Thomas "TJ" Anderson of Annapolis would like to tell people about a fund he has started and the movement behind it called "Let's Fight Together," and he'll be sharing his story and information on that come Monday at 7 p.m. at the East Springfield Community Center during a rally service. The public is welcome to attend.
Doc Roe and Chelsea Matta will be singing at this, and Anderson will be explaining what led him to start the fund to help people in need and let them know they're not alone in what daily struggles they have, that God is with them as well as people who care.
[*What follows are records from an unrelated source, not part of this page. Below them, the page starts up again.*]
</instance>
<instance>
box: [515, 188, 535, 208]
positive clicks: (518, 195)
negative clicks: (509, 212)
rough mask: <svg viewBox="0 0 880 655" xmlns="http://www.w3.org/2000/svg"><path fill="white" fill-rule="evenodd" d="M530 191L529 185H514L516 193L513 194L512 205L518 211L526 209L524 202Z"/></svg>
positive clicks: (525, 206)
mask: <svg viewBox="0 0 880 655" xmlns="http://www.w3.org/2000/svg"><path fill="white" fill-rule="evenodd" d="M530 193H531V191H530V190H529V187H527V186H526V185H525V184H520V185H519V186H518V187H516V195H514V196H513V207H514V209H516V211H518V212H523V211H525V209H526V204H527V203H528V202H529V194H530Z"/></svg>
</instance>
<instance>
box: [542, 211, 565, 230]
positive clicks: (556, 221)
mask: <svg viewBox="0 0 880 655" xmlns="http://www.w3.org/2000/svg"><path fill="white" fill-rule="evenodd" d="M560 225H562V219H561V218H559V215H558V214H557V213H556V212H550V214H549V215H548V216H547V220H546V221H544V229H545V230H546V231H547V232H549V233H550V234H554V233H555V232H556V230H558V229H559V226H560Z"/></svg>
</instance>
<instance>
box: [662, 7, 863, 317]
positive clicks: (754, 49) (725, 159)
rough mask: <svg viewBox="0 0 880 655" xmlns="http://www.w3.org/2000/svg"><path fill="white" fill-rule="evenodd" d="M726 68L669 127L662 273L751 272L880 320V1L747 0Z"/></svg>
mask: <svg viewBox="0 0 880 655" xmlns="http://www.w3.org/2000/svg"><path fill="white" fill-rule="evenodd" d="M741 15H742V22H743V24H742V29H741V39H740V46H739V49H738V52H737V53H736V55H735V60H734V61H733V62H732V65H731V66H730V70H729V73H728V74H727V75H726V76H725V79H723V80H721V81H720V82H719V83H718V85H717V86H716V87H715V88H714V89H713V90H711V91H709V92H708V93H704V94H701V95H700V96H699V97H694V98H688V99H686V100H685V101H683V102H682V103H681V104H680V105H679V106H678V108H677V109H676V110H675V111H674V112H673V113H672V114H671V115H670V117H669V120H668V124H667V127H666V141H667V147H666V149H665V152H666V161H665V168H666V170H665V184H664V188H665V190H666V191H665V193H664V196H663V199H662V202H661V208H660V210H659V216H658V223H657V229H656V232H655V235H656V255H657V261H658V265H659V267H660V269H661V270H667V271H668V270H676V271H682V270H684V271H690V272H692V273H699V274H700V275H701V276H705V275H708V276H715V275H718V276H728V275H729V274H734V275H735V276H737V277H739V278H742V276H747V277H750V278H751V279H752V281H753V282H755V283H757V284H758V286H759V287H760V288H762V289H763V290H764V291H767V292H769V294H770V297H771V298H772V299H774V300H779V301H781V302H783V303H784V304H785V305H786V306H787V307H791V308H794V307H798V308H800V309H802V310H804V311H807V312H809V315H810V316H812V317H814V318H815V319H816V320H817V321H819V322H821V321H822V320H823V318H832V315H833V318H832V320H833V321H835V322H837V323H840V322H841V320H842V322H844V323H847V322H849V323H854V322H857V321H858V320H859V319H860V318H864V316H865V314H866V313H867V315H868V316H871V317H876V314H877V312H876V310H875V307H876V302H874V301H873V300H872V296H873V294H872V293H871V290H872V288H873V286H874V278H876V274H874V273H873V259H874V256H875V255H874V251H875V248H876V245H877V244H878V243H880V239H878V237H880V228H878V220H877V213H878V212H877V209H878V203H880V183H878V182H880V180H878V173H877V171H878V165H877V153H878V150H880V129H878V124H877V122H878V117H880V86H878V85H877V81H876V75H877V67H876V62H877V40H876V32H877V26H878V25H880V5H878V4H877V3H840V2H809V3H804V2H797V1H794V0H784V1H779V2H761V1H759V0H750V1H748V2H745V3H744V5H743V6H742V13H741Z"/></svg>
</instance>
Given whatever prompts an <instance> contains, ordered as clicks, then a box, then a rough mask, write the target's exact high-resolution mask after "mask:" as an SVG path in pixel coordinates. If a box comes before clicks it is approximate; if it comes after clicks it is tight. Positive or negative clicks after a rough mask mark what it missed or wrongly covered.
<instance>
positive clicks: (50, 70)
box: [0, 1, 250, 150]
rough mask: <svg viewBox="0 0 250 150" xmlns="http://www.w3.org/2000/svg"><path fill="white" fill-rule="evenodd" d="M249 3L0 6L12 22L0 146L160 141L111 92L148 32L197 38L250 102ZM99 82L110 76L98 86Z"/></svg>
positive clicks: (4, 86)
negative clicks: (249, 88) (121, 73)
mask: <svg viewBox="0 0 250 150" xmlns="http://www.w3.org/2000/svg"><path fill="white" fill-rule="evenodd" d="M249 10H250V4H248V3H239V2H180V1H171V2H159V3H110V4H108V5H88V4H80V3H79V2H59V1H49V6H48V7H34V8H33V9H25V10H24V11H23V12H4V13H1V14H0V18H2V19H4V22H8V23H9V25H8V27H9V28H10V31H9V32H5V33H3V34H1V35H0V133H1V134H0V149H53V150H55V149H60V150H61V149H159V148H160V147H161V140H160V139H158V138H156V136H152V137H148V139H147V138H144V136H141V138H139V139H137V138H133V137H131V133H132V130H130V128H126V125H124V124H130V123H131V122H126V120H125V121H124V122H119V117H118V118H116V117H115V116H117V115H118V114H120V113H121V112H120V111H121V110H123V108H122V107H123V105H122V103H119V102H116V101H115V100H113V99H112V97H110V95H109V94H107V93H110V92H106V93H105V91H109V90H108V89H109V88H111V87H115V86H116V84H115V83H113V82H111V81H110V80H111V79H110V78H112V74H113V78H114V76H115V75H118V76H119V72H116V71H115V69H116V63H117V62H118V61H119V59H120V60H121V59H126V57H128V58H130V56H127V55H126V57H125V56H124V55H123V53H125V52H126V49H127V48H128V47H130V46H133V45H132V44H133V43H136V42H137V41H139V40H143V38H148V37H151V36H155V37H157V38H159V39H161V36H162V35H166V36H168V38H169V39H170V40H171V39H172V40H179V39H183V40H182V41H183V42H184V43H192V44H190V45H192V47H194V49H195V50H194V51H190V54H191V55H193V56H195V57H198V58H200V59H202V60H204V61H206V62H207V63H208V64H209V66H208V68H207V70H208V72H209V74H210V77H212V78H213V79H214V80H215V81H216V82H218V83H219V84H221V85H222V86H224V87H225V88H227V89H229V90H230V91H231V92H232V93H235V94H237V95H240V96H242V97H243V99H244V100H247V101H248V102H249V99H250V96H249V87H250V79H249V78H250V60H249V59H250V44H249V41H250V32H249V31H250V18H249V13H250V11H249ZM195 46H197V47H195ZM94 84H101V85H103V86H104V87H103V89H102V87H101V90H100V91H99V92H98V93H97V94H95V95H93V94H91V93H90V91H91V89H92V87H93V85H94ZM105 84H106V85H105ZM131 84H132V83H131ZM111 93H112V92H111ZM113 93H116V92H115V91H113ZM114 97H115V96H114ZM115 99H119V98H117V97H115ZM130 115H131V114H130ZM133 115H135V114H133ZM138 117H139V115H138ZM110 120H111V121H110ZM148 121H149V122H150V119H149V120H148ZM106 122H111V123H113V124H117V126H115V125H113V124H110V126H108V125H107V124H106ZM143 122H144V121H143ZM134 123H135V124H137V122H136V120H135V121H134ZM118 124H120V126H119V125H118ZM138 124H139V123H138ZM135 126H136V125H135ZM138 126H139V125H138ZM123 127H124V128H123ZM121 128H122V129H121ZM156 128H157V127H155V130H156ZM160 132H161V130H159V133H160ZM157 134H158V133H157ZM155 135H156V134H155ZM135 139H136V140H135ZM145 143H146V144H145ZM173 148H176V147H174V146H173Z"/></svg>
Anderson is 33 and had a kidney transplant about five years ago, which his body rejected in January, putting him back on dialysis and back on the transplant list. He has been unable to work since having been diagnosed with IGA kidney disease in 2006. Before that, however, he was employed at Heritage Plastics in Carrollton.
Thomas “TJ” Anderson with a “Let’s Fight
"'Let's Fight Together" is a fund where 100 percent of the money goes "straight to the causes," and donations are tax-deductible, according to Anderson.
From his own dialysis experience, Anderson said he would think of the circle in the dialysis unit, the chairs in a circle and the patients "arm in arm." He thought of it as them fighting together, that it was a kind of prayer circle almost.
"If we pray together, we fight together," he noted in an e-mail communication.
"I started this fund for anybody that has a fight - from people sick with no families to kids that deal with daily struggles," he said. "Nobody fights alone. We pray together. We fight together."
Anderson said he generated interest in the "Let's Fight Together" idea through Facebook. Tiger eyes are the logo because with "God in us we give somebody the eye of the tiger to keep fighting no matter what their fight. They're never fighting alone."
His intent also is to collect blankets for patients in dialysis units or help people who may need groceries, for example, or a little help with school shoes, and visit and pray with residents of nursing homes, all the while getting across the message that hurting people in need are not alone.
He hopes that "Let's Fight Together" also can help youth, organizing dances, for instance, that also can incorporate speakers to address issues relevant to youth such as bullying and self- esteem, for example. "We will have people there in case any kids need to talk about anything they might be fighting inside themselves. We want to let them know no matter what situation they're in, God's in you, and you're never alone. You have a friend," he noted.
Anderson did his first service in May at Wintersville Community Chapel, the church he attends. "I talked about what this fund was about, what led me to starting the fund, my story about the transplant and how it was miracle that me and Sue Davis matched like we were blood," he noted.
The East Springfield Community Center hosted the first benefit recently for "Let's Fight Together" with a pancake breakfast, according to Anderson, who said T-shirts with the logo and tiger eyes are being sold to benefit the fund. So are wristbands for $2 each.
"I know if we do what God says, the money and people will be there so we have faith in that."